CodePudding user response:
Your initial approaches fail, in part because you are treating the values in df.DESCRIPTION
as if they are lists that contain strings, rather than simply strings. E.g.:
print(type(df['DESCRIPTION'][0]))
<class 'str'>
You can use Series.replace
in this case:
Data
import pandas as pd
# just adding some extra `DISCONTINUED` in `3, 4`
data = {'DESCRIPTION': ['ANDREW, 245173, 1/2-1/2 COLD SHRINK KIT, CEQ.24038',
'COMMSCOPE, 245174, 1/2, 3/8 COLDSRINK WTHRPRFNG KIT, CEQ.24753',
'DISCONTINUED, COMMSCOPE, 252107, LACE UP I-LINE HOISTING GRIP FOR 1/2 CABLES',
'COMMSCOPE, 252110, DISCONTINUED, LACE UP HOISTING GRIP FOR 1-1/4 COAX & EW63/64 WAVEGUIDE',
'ANDREW, 252111, 1-5/8 HOISTING GRIP, LACE UP, DISCONTINUED']}
df = pd.DataFrame(data)
print(df)
DESCRIPTION
0 ANDREW, 245173, 1/2-1/2 COLD SHRINK KIT, CEQ.24038
1 COMMSCOPE, 245174, 1/2, 3/8 COLDSRINK WTHRPRFNG KIT, CEQ.24753
2 DISCONTINUED, COMMSCOPE, 252107, LACE UP I-LINE HOISTING GRIP FOR 1/2 CABLES
3 COMMSCOPE, 252110, DISCONTINUED, LACE UP HOISTING GRIP FOR 1-1/4 COAX & EW63/64 WAVEGUIDE
4 ANDREW, 252111, 1-5/8 HOISTING GRIP, LACE UP, DISCONTINUED
# So, we have `DISCONTINUED` in `2` (at start), in `3` (third "elem"), and `4` (at end).
Code
df.DESCRIPTION = df.DESCRIPTION.replace(r',?\s?DISCONTINUED,?\s?','', regex=True)
print(df)
DESCRIPTION
0 ANDREW, 245173, 1/2-1/2 COLD SHRINK KIT, CEQ.24038
1 COMMSCOPE, 245174, 1/2, 3/8 COLDSRINK WTHRPRFNG KIT, CEQ.24753
2 COMMSCOPE, 252107, LACE UP I-LINE HOISTING GRIP FOR 1/2 CABLES
3 COMMSCOPE, 252110LACE UP HOISTING GRIP FOR 1-1/4 COAX & EW63/64 WAVEGUIDE
4 ANDREW, 252111, 1-5/8 HOISTING GRIP, LACE UP
Explanation regex pattern ,?\s?DISCONTINUED,?\s?
:
?
matchees the previous token between zero and one times.
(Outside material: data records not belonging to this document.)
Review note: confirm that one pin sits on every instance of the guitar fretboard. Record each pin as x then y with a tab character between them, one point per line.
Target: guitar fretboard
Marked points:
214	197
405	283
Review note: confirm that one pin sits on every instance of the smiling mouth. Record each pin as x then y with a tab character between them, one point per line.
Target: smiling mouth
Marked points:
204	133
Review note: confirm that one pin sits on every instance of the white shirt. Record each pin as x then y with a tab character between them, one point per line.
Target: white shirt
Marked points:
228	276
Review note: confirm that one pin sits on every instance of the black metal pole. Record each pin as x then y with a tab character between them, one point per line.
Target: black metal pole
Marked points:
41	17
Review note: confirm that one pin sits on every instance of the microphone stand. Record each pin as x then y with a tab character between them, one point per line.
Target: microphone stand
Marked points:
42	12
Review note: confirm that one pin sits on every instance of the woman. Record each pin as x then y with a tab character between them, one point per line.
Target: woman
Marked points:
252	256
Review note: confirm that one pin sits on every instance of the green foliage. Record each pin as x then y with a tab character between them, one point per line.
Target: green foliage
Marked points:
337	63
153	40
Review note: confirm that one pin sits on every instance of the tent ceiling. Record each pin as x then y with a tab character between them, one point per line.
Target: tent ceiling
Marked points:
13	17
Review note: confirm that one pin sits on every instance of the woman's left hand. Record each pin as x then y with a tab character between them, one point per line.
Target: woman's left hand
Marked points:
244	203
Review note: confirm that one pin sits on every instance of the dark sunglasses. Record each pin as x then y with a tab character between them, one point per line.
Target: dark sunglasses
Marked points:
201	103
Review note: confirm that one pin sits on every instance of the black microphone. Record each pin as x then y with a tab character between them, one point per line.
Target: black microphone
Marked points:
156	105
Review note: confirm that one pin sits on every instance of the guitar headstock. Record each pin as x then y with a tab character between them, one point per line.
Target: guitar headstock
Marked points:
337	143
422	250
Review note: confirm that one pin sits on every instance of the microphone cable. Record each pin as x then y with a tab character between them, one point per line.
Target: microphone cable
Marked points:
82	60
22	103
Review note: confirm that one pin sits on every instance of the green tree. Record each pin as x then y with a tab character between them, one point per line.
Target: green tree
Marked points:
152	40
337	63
E.g. we use it for potential commas (,
) and spaces (\s
) before and/or afterDISCONTINUED
.
Alternative method could be:
df.DESCRIPTION = df.DESCRIPTION.apply(lambda row: ', '.join(
[c for c in row.split(', ') if c != 'DISCONTINUED']))
CodePudding user response:
If your data set is a matrix where the first column could contain the word discontinued then it should probably look something like:
for row in df['DESCRIPTION']:
if row[0] == 'DISCONTINUED'
df.remove(row[0])
The issues with the code you have tried are that #1 only iterates the first row of df and #2 is only checking the first character of the string created by str(item) so it will never equal Discontinued. Changing str(item)[0] to str(item[0]) could also work, but if it's already a string there's no reason to 'reconvert' it to a string.